Coding style

Ownership Classes Functions Loops Initialization

Ownership

When parameters are passed to functions, especially constructors, use one of the following cases to indicate ownership:

• When a function takes a copy, use T && for types that are expensive to copy. This forces callers to pass an rvalue reference and make it explicit if they need to provide a copy, e.g.

  void f(std::string &&);
  void g() { std::string test{"hello"}; f(std::string(test)); }

  In cases copies are not expensive, use T.
• When a function only reads its parameter, use T const &.
• When a function takes ownership of a class that cannot be copied, use fcppt::unique_ptr<T> &&.
• When a function keeps a reference, use fcppt::reference<T>. In this case, it makes it clear to the caller that he has to keep the object alive.
• When a function needs shared ownership, use fcppt::shared_ptr<T>. This case should be considered last.
• Avoid regular pointers, especially nullptr.

Classes

Following are various points on how to design the interface of a class:

• Avoid default constructors! Default constructors are usually a sign of bad design, e.g. some code wants to assign to an object but does not need its value. Instead of using a default constructor, simply pass the desired values, e.g. int i{0}; instead of int i{};. If you do not have a value for the object yet, do not create it in the first place!

  There are several types which replace standard types with the explicit intend not to be default-constructible, e.g. fcppt::function, fcppt::unique_ptr, fcppt::shared_ptr and fcppt::variant::object.

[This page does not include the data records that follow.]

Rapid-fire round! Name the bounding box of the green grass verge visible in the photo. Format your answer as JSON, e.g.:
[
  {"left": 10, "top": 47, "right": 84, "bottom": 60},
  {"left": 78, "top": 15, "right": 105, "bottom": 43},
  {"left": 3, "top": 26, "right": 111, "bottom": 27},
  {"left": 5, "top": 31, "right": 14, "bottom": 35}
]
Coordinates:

• Give every class a (non default) constructor. This ties in with Ownership. Another point is that the initialization syntax for structs and classes allows for partial initialization, e.g.

  struct S { int i; int j; }; S x{42};

  However, most compilers issue a warning for this.
• Make classes explicitly noncopyable using FCPPT_NONCOPYABLE in case their copy constructors / assignment operators that are generated by default should not be used, or in case they can not be generated because a member is not copyable. If a class should be movable but not copyable, explicitly provide a move constructor and move assignment operator. Most of the time, the implementation obtained by using = default can be used.
• Do not use regular references as members. They make a class non assignable. Instead, use fcppt::reference.

Functions

Following are various points about functions:

• Make functions total! In case they can return nothing, use fcppt::optional::object. In case they can return an error, use fcppt::either::object.
• Avoid cases where certain combinations of parameters are invalid. These cases can usually be avoided by using fcppt::optional::object, fcppt::variant::object, and so on. If it is very difficult to avoid this, it is best to throw an exception.
• Do not use default parameters and do not use function overloading. It is better to provide a function with a different name or to change the typing of parameters, e.g. by using fcppt::optional::object.
• Avoid functions that get multiple parameters of the same type. Use fcppt::strong_typedef to disambiguate which parameter is used for which purpose. For example, instead of void f(std::string const &name, std::string const &email); use

  FCPPT_DECLARE_STRONG_TYPEDEF(std::string, name);
  FCPPT_DECLARE_STRONG_TYPEDEF(std::string, email);
  void f(name const &, email const &);

  In some cases, merging multiple parameters into one can also help, e.g. instead of void f(int x, int y);, use void f(fcppt::math::vector::static_<int,2>);.
• Do not use return parameters! In case you need to return multiple objects, create a struct or class that encapsulates this.

Loops

Avoid explicit loops if possible. There are many cases in which an algorithm can be used instead. For example, instead of

  int result{0};
  for (int i{1}; i < n; ++i)
  {
    result += i;
  }

you can use fcppt::algorithm::fold

  fcppt::algorithm::fold(
      fcppt::make_int_range(1, n), 0, [](int i, int result) { return i + result; })

Algorithms can only be used with ranges, not with iterators. In case you need to encapsulate iterators, use fcppt::iterator::range. There are also special ranges like fcppt::int_range or fcppt::enum_::range. Some algorithms also accept an fcppt::mpl::list::object as a range in case you need to iterate over types.

Initialization

Initialize all objects and make them const if possible, especially do not use default constructors.

Provide functions for cases in which initialization can not be expressed directly. Consider a function that initializes an array of arbitrary size:

template <typename T, std::size_t N>
fcppt::array::object<T, N> make_array();

Say you have a function T from_index(std::size_t) that creates an array element given an index. You can then initialize the array using

  return fcppt::array::init<fcppt::array::object<T, N>>(
      [](std::size_t i) { return from_index<T>(i); });

In case you really need uninitialized objects, create a constructor that takes fcppt::no_init.